Stewart Father’s Day Pow-wow doing great in first year back
After a four-year hiatus, the Stewart Father’s Day Pow-wow is back and as big as ever, said organizer Sherrada James.
“I’m totally excited because we haven’t been holding the pow-wow for a few years and we didn’t know what the turnout would be,” said James, executive director of the Nevada Indian Commission. “We didn’t expect all these vendors and look, we have over 100 dancers.”
Based on the theme “A Time of Renewal,” the gathering was both a time for people to rekindle old friendships and to build interest in a new Stewart Indian Museum and Cultural Center, she said. The old museum closed in 2001, but the commission is working to open a new one on the Stewart campus.
Shoshone, Washoe, Cree and Paiute dancers came from all over the West for the three-day gathering. The circle of shade tents was organized on the green grass next to building three, which used to house the museum.
Dancers competed in several different categories, including men’s and women’s fancy, traditional and women’s jingle dress.

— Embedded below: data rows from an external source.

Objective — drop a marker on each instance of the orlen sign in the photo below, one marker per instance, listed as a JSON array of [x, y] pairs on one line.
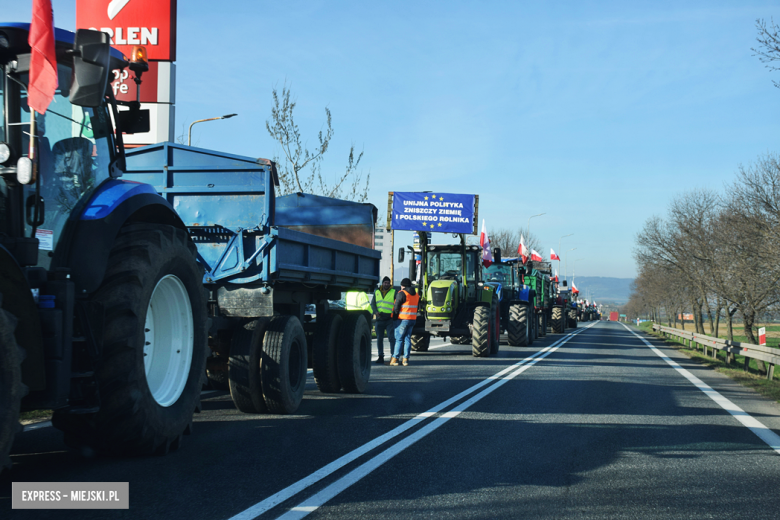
[[151, 23]]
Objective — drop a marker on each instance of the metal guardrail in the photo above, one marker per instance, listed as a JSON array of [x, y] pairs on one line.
[[750, 351]]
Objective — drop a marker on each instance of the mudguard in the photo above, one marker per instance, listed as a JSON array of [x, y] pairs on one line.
[[92, 229]]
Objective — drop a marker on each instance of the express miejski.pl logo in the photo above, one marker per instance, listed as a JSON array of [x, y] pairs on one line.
[[114, 6]]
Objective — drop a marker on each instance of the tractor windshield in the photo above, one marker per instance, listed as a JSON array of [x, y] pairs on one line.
[[501, 273], [74, 150]]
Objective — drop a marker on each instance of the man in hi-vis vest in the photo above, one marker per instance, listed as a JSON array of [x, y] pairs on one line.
[[382, 307], [357, 301], [405, 311]]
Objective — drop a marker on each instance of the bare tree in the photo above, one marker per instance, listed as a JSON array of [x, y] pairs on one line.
[[298, 157], [768, 50]]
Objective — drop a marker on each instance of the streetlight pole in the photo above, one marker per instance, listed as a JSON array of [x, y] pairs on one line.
[[559, 251], [565, 263], [189, 132]]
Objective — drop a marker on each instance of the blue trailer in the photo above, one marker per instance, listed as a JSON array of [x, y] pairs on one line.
[[111, 295], [265, 259]]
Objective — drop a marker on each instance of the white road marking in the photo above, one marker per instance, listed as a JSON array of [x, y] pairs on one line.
[[763, 433], [292, 490]]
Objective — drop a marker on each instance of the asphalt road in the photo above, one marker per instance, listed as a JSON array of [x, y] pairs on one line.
[[594, 424]]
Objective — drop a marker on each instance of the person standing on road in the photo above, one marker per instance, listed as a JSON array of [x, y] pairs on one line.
[[357, 301], [405, 313], [382, 307]]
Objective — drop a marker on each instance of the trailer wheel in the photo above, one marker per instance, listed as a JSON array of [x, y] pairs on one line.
[[557, 320], [325, 353], [421, 342], [495, 337], [481, 331], [244, 375], [541, 320], [516, 328], [11, 387], [355, 353], [153, 362], [284, 364]]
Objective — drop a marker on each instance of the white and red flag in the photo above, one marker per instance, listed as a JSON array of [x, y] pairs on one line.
[[522, 250], [43, 60], [484, 242]]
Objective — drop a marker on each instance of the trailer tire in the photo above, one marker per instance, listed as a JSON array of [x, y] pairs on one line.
[[518, 321], [155, 308], [557, 320], [481, 331], [355, 353], [244, 366], [495, 337], [421, 342], [11, 387], [284, 364], [325, 353]]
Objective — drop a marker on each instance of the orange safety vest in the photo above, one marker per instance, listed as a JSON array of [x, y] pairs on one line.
[[409, 307]]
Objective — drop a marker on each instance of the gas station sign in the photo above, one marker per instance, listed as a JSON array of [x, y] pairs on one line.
[[151, 23]]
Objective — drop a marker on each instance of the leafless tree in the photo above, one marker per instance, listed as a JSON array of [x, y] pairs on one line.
[[768, 50], [297, 157]]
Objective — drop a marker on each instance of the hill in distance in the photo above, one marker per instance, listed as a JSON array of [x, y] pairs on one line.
[[604, 289]]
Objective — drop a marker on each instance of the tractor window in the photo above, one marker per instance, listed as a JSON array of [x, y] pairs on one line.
[[74, 153], [444, 265]]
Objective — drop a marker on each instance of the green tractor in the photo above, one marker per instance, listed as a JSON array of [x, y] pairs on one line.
[[454, 301]]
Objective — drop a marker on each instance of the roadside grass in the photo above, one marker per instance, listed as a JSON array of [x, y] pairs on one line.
[[734, 370]]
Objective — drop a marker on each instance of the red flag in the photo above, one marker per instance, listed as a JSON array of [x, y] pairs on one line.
[[522, 250], [484, 242], [43, 60]]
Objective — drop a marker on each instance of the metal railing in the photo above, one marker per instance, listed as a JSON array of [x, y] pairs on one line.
[[749, 351]]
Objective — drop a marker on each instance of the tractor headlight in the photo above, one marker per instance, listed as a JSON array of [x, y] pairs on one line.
[[5, 153]]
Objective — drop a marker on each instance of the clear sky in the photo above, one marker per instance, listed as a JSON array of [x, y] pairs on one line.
[[595, 113]]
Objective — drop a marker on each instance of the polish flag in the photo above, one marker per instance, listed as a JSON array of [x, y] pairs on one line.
[[522, 250], [484, 242], [43, 60]]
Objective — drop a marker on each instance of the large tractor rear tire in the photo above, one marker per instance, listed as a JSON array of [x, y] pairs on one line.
[[557, 320], [284, 365], [244, 374], [11, 387], [516, 328], [355, 353], [325, 353], [421, 342], [153, 362], [481, 331]]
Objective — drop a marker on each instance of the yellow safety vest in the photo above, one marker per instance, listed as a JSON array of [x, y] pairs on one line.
[[357, 301], [384, 304]]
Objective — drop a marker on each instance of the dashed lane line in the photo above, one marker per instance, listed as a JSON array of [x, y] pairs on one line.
[[312, 503]]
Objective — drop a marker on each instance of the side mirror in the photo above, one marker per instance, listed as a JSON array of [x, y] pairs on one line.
[[90, 68]]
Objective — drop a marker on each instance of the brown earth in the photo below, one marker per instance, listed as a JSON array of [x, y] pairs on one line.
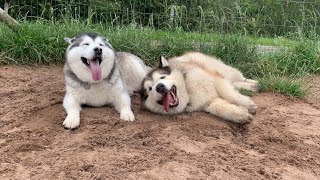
[[283, 141]]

Taylor Miller of Elko was the only competitor in the young boys’ fancy category. He danced in elaborate purple regalia made by his mother, JoAnn. He’ll be attending Elko Junior High next year as a seventh grader.
Six members of the Julianto family — known as the Sweet Sage Group — played a big drum and sang while Miller danced.
“We’ve been singing for like nine years now,” said Derald Julianto from Owyhee.
Teens from Rite of Passage in Yerington were volunteering at the pow-wow, helping people set up their shade tents, according to coach Mike Styers.
Vendor Mike Williams of Carson brought his tule duck decoys, arrow quivers and baskets for sale.
“It’s just a blessing to be able to be here because it hasn’t happened in about five years,” he said. “It’s a good time for the tribal people to get together.”
Cheryl Murphy had her mobile kitchen truck on site making Indian Tacos.
“They’re the best,” said her niece and employee, Jillian Fillmore of Dayton.
Next door the Native American Youth Club was selling fry bread.
Mike Leighton of Ogden, Utah was in line.
“We want to benefit the youth,” he said. “It’s a good cause.”
He was in town to visit with his future father-in-law, Al Schroeder.